The antibiotic rifampicin is used extensively in the treatment of mycobacterial and other infections. It has previously been suggested that rifampicin binds to and activates the glucocorticoid receptor potentially leading to pharmacological glucocorticoid-like effects such as host immunosuppression (Calleja et al.). This study compares the effects of rifampicin with the synthetic glucocorticoid dexamethasone, on macrophage phagocytosis of zymosan particles and production of nitric oxide (NO) and tumour necrosis factor-alpha (TNF-alpha) by splenocytes or macrophages. Rifampicin and dexamethasone, partially suppressed zymosan phagocytosis by macrophages, respectively, and both effects were ameliorated by the glucocorticoid receptor antagonist RU486. In other experiments, rifampicin had no effects on NO responses; however, dexamethasone inhibited NO in an RU486-sensitive manner. At high doses, rifampicin moderately suppressed TNF-alpha while dexamethasone inhibited it in a dose-dependent manner, which was ameliorated by the presence of RU486. These findings suggest that rifampicin has differential immunomodulatory effects on these innate immune mechanisms.

Laminarin, a soluble beta-glucan, inhibits macrophage phagocytosis of zymosan but has no effect on lipopolysaccharide mediated augmentation of phagocytosis.
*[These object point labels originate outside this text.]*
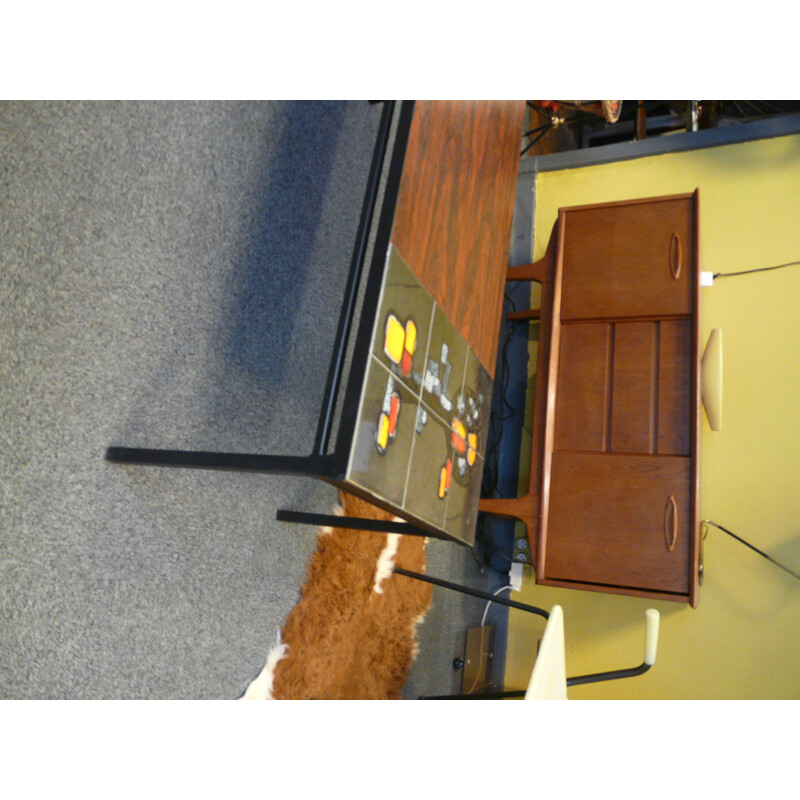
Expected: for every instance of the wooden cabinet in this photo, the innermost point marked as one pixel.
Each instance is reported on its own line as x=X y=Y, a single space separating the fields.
x=618 y=506
x=612 y=504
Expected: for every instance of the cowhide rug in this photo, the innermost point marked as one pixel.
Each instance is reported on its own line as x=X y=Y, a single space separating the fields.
x=353 y=633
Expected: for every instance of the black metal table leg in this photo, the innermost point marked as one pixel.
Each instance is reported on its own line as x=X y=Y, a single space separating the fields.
x=313 y=465
x=355 y=523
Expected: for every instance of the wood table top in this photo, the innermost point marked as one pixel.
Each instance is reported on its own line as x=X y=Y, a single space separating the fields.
x=455 y=210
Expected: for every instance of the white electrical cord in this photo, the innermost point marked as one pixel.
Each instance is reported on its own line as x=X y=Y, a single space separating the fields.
x=486 y=610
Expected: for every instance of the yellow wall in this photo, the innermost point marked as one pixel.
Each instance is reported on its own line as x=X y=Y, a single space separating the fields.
x=743 y=640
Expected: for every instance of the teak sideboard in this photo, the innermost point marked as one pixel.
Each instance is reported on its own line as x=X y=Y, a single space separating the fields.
x=613 y=495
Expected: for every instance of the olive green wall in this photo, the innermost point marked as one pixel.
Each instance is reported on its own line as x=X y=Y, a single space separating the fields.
x=743 y=640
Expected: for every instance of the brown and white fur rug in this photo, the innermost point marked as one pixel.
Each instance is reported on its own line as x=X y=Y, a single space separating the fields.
x=353 y=634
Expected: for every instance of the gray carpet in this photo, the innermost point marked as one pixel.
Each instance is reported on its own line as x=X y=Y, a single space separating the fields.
x=170 y=276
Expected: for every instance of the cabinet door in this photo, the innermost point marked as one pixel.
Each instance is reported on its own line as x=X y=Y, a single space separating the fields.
x=620 y=520
x=628 y=260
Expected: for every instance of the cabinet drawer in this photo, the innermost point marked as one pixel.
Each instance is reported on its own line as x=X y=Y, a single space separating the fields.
x=620 y=520
x=635 y=259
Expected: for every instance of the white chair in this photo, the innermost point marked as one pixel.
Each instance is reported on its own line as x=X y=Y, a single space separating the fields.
x=549 y=679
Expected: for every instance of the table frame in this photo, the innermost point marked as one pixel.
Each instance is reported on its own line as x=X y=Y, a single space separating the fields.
x=324 y=462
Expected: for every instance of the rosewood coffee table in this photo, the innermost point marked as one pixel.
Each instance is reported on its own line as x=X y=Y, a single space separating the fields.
x=405 y=412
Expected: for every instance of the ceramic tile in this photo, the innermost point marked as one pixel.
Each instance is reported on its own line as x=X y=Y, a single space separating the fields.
x=431 y=454
x=461 y=515
x=400 y=340
x=382 y=447
x=444 y=370
x=475 y=402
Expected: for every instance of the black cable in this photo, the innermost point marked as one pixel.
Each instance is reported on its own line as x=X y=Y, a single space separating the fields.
x=747 y=544
x=749 y=271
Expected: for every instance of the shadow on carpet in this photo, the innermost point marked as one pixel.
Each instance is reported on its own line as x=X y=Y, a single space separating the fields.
x=352 y=636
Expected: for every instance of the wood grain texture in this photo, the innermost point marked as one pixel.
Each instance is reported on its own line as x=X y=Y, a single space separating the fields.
x=455 y=209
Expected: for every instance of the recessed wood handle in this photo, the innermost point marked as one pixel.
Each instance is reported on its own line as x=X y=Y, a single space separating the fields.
x=671 y=530
x=675 y=256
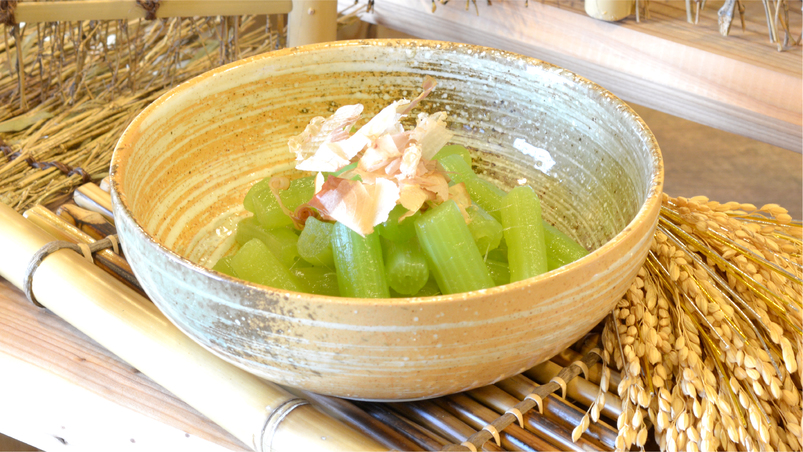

Phagocytosis is a fundamental aspect of innate resistance against microbes, including fungi. In this study we investigated the significance of beta-glucan on the surfaces of zymosan particles, derived from Saccharomyces cerevisiae, during phagocytosis by RAW 264.7 macrophages. Phagocytosis was assessed in vitro by macrophage exposure to zymosan particles followed by cell staining and light microscopy. Macrophage ingestion of zymosan was dependent on cellular recognition of the particles' beta-glucans since laminarin, a soluble beta-glucan, inhibited phagocytosis in a concentration dependent manner when added to cell cultures. In contrast, the presence of another carbohydrate, mannan, had no effect on zymosan phagocytosis by cells. In addition we showed that LPS and dexamethasone had opposing effects on phagocytosis of zymosan. LPS significantly augmented ingestion while in contrast dexamethasone, like laminarin, suppressed it. The LPS-enhanced ingestion of zymosan was insensitive to the presence of laminarin in cell cultures, however dexamethasone partially ameliorated the effects of LPS on phagocytosis. Our findings confirm beta-glucan as an important ligand identified by macrophages and required for zymosan phagocytosis in naïve cells, but not in cells previously exposed to LPS.